Sunday, November 01, 2020

There was a cultural shift in the USA after the placement of George W. Bush in the presidency.

The culture was about the individual, "America's Got Talent," "My Space," and "Facebook" assisted in creating a commercialized imagining of average Americans. For no money at all, a person could have their own space on the internet where their entire lives could be recorded. It was a boom for marketing and every person who cared to found instant friends and some fame.

This all occurred after September 11, 2001. Facebook launched on February 4, 2004. 

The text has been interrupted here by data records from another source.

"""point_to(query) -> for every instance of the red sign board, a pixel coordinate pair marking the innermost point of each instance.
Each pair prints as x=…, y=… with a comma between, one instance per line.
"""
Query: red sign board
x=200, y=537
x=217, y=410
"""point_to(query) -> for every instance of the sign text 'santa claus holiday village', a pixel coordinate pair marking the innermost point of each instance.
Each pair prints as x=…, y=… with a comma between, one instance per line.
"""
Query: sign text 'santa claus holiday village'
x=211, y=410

Americans were distracted by their own security after those attacks. But, while the USA was still quaking from those attacks and personal privacy was under attack, across the Pacific a virus was finding life.

Nov. 16, 2002 -- The first case of an atypical pneumonia is reported in the Guangdong province in southern China.

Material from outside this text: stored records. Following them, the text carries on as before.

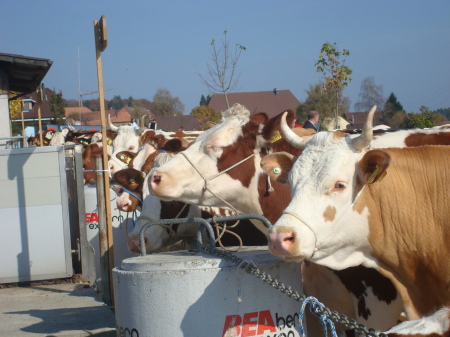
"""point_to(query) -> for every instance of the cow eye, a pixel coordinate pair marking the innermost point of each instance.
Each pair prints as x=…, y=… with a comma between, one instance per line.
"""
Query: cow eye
x=215, y=148
x=340, y=185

Feb. 26, 2003 -- First cases of unusual pneumonia reported in Hanoi, Vietnam.

Feb 28, 2003 -- World Health Organization officer Carlo Urbani, MD, examines an American businessman with an unknown form of pneumonia in a French hospital in Hanoi, Vietnam.

March 10, 2003 -- Urbani reports an unusual outbreak of the illness, which he calls sudden acute respiratory syndrome or SARS, to the main office of the WHO. He notes that the disease has infected an usually high number of healthcare workers (22) at the hospital.

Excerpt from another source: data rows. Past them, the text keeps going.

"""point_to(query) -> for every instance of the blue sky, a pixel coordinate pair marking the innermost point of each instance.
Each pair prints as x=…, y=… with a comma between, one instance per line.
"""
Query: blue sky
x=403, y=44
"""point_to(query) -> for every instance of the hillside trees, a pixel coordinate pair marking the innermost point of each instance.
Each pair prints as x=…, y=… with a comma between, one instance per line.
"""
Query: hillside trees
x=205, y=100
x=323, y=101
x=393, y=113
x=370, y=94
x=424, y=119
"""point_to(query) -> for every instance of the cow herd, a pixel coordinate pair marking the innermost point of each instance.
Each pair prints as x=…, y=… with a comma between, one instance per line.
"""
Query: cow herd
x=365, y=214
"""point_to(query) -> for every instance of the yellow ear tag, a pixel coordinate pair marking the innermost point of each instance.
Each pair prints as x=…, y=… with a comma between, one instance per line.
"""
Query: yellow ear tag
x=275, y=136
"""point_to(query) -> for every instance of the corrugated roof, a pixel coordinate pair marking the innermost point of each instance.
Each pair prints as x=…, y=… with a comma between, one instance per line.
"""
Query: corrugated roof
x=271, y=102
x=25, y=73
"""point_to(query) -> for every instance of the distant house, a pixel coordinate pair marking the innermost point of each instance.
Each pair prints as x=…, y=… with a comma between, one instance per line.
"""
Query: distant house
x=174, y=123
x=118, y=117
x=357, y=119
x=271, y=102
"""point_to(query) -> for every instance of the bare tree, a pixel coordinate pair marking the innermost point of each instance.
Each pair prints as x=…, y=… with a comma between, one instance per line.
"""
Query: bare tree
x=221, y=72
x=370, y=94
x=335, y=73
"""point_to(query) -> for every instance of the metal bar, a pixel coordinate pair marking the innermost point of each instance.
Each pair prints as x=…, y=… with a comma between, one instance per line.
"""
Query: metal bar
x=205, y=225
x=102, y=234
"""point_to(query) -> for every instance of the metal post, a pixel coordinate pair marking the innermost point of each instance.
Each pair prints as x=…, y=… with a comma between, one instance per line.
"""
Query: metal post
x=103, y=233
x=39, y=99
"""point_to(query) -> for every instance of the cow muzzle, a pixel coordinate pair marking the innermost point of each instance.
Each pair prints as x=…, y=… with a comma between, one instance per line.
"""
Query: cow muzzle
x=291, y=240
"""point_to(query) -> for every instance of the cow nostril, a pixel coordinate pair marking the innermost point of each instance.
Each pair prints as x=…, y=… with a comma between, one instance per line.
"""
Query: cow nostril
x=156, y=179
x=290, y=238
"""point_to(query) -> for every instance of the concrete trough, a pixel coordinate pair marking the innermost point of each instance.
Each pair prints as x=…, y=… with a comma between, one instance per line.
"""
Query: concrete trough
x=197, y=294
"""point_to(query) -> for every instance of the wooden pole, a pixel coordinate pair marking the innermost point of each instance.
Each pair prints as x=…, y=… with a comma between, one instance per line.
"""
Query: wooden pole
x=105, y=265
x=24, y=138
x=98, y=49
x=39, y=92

March 11, 2003 -- A similar outbreak of a mysterious respiratory disease is reported among healthcare workers in Hong Kong.

March 12, 2003 -- WHO issues a global alert about a new infectious disease of unknown origin in both Vietnam and Hong Kong....

The WHO is not an alarmist organization. They gather facts and when there is a danger they then announce an unknown origin of what appears to be a very dangerous virus.

It was nearly 4 months before SARS-CoV-1 became an awareness to the world.